Pete Carril at a Game in 1996
Guard Sydney Johnson and coach Pete Carril of the Princeton Tigers celebrate after a game in Indianapolis, Indiana on 14 March, 1996. Craig Robinson was coached by Pete Carril during his time at Princeton. Jamie Squire/Allsport

I think that's what attracted Coach Carril to me as a player when he recruited me to play at Princeton. When he visited our home, he saw how hard-working my dad was, and I think that made a huge impression on him and what he thought about me and what I could be.

I always put Coach Carril up there in my top three most influential people in my life, along with my parents, which is why I think this new documentary about his life is so important.

I learned many lessons from him.
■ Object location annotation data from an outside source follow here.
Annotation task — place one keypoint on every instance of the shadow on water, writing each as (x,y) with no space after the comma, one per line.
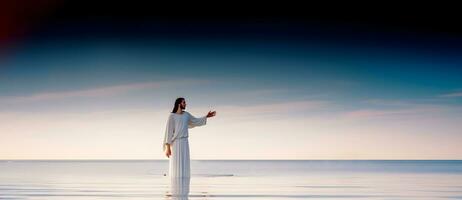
(179,188)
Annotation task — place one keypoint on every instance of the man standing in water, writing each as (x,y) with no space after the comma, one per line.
(176,143)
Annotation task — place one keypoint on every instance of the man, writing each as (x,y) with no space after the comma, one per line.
(176,143)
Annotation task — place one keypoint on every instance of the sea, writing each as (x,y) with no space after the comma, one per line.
(231,179)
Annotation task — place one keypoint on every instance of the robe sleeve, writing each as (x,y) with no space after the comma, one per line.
(169,132)
(193,121)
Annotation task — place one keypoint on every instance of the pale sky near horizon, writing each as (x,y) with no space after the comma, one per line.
(275,99)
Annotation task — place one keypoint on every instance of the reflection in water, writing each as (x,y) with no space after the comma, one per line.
(179,187)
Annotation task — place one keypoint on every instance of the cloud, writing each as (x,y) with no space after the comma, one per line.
(409,110)
(264,109)
(454,94)
(96,92)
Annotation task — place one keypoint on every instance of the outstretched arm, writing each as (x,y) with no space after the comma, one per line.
(200,121)
(169,131)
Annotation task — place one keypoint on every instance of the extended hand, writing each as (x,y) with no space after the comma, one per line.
(211,114)
(168,152)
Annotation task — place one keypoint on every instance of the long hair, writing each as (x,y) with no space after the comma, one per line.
(177,101)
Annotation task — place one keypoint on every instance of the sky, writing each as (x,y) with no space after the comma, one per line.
(86,86)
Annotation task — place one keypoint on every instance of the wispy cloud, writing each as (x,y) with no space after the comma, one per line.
(95,92)
(265,109)
(454,94)
(409,110)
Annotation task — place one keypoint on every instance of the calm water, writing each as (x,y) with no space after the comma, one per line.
(313,179)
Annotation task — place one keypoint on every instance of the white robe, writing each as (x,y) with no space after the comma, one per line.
(176,134)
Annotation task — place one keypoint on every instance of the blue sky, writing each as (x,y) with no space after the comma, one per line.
(328,88)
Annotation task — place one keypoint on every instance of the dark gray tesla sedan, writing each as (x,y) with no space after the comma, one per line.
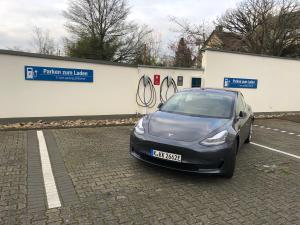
(196,130)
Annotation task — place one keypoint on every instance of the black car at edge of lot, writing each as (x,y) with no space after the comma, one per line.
(196,130)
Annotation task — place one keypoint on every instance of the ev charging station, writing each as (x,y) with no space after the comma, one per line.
(146,95)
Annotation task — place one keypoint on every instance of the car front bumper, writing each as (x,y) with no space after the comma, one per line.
(195,157)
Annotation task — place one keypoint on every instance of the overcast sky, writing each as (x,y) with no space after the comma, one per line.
(18,17)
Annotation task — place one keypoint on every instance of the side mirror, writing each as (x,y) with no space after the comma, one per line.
(160,105)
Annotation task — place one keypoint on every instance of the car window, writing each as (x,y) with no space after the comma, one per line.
(200,103)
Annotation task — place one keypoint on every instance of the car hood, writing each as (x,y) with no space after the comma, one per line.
(182,127)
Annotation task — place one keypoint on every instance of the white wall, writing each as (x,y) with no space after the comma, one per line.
(278,79)
(112,92)
(187,74)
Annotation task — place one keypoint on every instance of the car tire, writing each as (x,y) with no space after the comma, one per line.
(230,164)
(248,140)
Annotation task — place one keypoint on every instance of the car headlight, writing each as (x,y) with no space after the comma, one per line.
(217,139)
(139,129)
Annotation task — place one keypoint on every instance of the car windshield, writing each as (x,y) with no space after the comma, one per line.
(207,104)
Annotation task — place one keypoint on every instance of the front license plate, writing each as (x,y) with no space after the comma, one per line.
(165,155)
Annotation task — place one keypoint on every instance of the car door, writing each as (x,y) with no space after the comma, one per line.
(242,121)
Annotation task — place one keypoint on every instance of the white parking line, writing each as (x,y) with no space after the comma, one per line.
(275,150)
(282,131)
(49,182)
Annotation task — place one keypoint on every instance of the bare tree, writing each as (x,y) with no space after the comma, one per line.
(42,42)
(194,34)
(150,51)
(266,26)
(101,30)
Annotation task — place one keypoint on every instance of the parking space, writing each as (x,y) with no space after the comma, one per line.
(98,182)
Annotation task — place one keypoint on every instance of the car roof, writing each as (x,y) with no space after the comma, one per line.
(213,90)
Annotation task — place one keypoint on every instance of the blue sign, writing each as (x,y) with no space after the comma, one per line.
(58,74)
(240,83)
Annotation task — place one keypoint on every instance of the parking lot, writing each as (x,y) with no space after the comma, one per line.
(98,182)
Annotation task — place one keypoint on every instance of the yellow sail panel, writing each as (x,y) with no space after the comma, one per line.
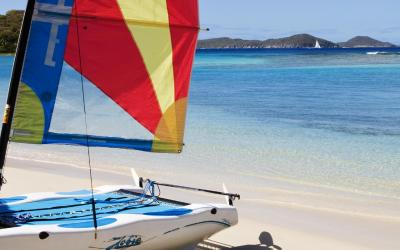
(154,43)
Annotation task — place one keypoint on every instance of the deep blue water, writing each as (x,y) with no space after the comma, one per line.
(343,90)
(323,116)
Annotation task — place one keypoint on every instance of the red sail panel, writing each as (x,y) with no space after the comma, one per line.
(184,26)
(101,47)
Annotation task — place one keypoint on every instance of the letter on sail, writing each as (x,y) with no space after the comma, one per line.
(139,53)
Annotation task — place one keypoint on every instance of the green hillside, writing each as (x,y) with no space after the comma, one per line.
(9,30)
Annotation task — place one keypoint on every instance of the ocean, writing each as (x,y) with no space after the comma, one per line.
(325,117)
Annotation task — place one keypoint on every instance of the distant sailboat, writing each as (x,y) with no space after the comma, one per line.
(317,45)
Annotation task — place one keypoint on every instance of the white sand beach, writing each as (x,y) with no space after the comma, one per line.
(297,216)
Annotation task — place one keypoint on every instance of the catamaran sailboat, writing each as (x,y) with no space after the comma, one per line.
(139,55)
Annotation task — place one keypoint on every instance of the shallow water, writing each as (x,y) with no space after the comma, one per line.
(323,117)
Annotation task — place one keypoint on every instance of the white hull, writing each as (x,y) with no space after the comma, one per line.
(129,231)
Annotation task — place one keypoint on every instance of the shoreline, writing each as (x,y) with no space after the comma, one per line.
(291,218)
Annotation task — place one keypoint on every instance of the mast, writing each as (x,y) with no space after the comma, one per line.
(14,83)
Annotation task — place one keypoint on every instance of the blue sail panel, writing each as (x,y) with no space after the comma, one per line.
(43,64)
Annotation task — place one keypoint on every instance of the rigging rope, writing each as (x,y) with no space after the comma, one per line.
(86,125)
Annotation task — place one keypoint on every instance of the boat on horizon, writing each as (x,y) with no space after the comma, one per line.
(317,45)
(139,54)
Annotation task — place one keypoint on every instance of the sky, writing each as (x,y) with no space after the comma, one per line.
(337,20)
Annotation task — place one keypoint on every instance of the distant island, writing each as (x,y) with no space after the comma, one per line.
(296,41)
(11,21)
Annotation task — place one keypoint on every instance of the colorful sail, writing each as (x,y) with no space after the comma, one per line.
(139,53)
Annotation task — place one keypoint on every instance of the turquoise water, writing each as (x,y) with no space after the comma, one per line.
(326,117)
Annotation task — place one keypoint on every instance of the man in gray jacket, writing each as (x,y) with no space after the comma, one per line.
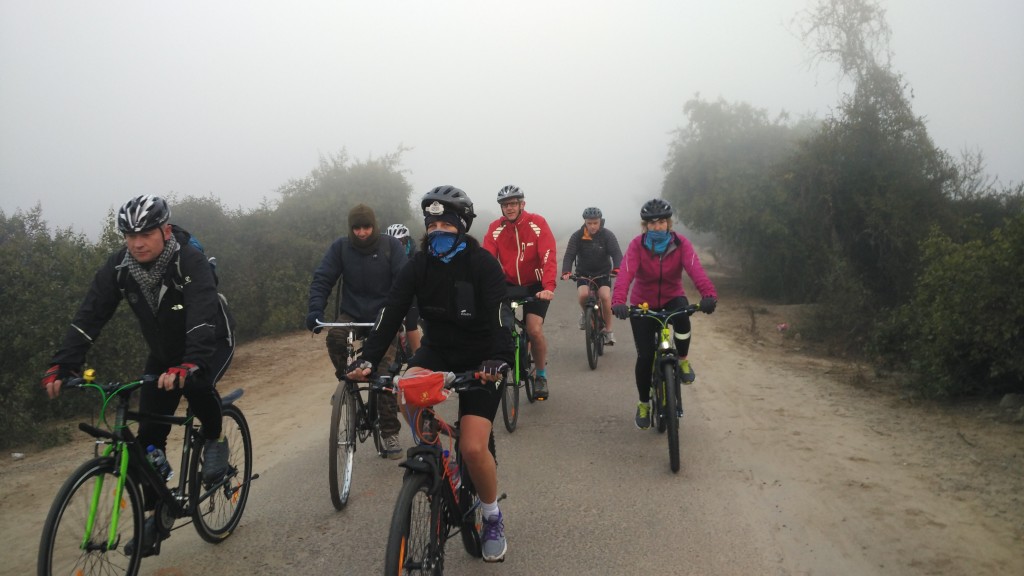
(368,262)
(595,251)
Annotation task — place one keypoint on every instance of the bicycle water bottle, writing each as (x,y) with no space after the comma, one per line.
(159,461)
(454,468)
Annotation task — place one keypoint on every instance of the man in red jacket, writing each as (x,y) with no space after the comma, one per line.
(523,244)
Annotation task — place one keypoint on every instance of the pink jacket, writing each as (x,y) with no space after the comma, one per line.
(656,280)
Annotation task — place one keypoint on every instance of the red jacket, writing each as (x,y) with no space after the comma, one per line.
(525,248)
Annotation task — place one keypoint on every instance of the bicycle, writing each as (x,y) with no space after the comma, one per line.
(437,498)
(593,320)
(666,398)
(521,374)
(353,420)
(98,510)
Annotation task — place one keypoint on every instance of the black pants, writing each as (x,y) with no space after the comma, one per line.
(645,331)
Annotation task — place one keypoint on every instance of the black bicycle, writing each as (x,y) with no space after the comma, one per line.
(593,320)
(437,498)
(666,395)
(95,525)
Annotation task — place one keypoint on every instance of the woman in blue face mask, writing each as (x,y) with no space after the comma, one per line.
(653,264)
(459,287)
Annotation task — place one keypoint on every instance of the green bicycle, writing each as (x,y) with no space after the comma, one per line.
(98,515)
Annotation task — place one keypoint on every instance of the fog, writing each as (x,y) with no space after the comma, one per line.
(572,101)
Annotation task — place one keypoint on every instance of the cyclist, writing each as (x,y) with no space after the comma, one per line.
(595,251)
(369,262)
(523,244)
(653,263)
(460,288)
(170,287)
(413,318)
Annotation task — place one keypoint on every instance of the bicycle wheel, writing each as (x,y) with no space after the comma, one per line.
(341,445)
(217,507)
(510,401)
(416,539)
(671,416)
(591,335)
(74,543)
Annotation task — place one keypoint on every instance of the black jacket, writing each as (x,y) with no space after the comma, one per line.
(189,323)
(459,302)
(367,279)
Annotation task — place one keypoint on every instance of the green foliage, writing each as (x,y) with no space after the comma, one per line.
(265,258)
(964,329)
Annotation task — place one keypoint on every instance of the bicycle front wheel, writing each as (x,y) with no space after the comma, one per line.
(592,334)
(217,506)
(510,401)
(91,522)
(341,446)
(416,540)
(671,415)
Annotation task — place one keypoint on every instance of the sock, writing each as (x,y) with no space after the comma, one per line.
(489,510)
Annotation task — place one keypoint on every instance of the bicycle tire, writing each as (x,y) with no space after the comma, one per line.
(341,445)
(416,538)
(671,416)
(216,508)
(591,336)
(60,545)
(510,402)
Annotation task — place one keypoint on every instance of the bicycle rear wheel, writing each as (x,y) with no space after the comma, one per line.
(510,401)
(416,539)
(217,507)
(69,546)
(671,416)
(592,334)
(341,445)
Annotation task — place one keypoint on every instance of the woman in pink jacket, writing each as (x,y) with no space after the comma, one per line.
(653,264)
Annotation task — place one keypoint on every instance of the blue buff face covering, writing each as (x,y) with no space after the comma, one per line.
(441,244)
(657,241)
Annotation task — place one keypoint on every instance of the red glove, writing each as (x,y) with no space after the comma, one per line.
(182,372)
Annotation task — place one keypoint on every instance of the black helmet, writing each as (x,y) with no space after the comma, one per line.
(655,209)
(449,199)
(509,193)
(142,213)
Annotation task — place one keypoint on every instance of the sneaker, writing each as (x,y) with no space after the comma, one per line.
(493,542)
(541,388)
(148,539)
(392,448)
(642,419)
(688,374)
(214,460)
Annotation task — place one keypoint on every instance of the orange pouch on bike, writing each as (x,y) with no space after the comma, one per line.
(424,389)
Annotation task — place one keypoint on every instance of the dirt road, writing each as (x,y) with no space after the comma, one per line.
(792,465)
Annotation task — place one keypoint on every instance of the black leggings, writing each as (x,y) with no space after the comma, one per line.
(645,331)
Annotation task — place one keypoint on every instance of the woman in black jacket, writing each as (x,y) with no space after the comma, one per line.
(459,287)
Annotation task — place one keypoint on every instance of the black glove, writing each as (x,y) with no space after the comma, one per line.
(708,304)
(494,367)
(311,320)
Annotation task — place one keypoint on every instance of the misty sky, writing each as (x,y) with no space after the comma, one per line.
(573,101)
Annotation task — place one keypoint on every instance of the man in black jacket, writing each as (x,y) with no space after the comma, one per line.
(171,289)
(459,287)
(367,262)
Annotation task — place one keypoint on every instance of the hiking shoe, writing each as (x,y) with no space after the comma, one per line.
(541,388)
(148,539)
(392,448)
(642,419)
(214,460)
(493,542)
(688,374)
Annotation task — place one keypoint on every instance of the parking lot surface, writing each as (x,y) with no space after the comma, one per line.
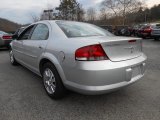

He would say "everything is important," which, nowadays, people would call having "attention to detail." That is something that has stuck with me in my career, in parenting, and in relationships.

My dad was teaching me some very similar lessons but, once I heard the same things from Coach Carril, I had an "ah-ha" moment. My dad always preached that everything was important, and talked about doing your best and being precise.

Coach always taught us about putting your teammates first; if you do things to make your teammates better, it helps make you better. That is one of those lessons in empathy my parents always talked about.

My dad used basketball as a metaphor for life. If you're thoughtful, courteous and hard-working on the basketball court, people tend to be that way in real life. That was something that Coach Carril and my parents had in common.

Craig Robinson is the Executive Director of the National Association of Basketball Coaches and CEO of the content studio, Coaches+ Media. The studio's upcoming documentary, Think. See. Do—The Legacy of Pete Carril is out March 25.

All views expressed in this article are the author's own.

As told to Newsweek's My Turn deputy editor, Katie Russell.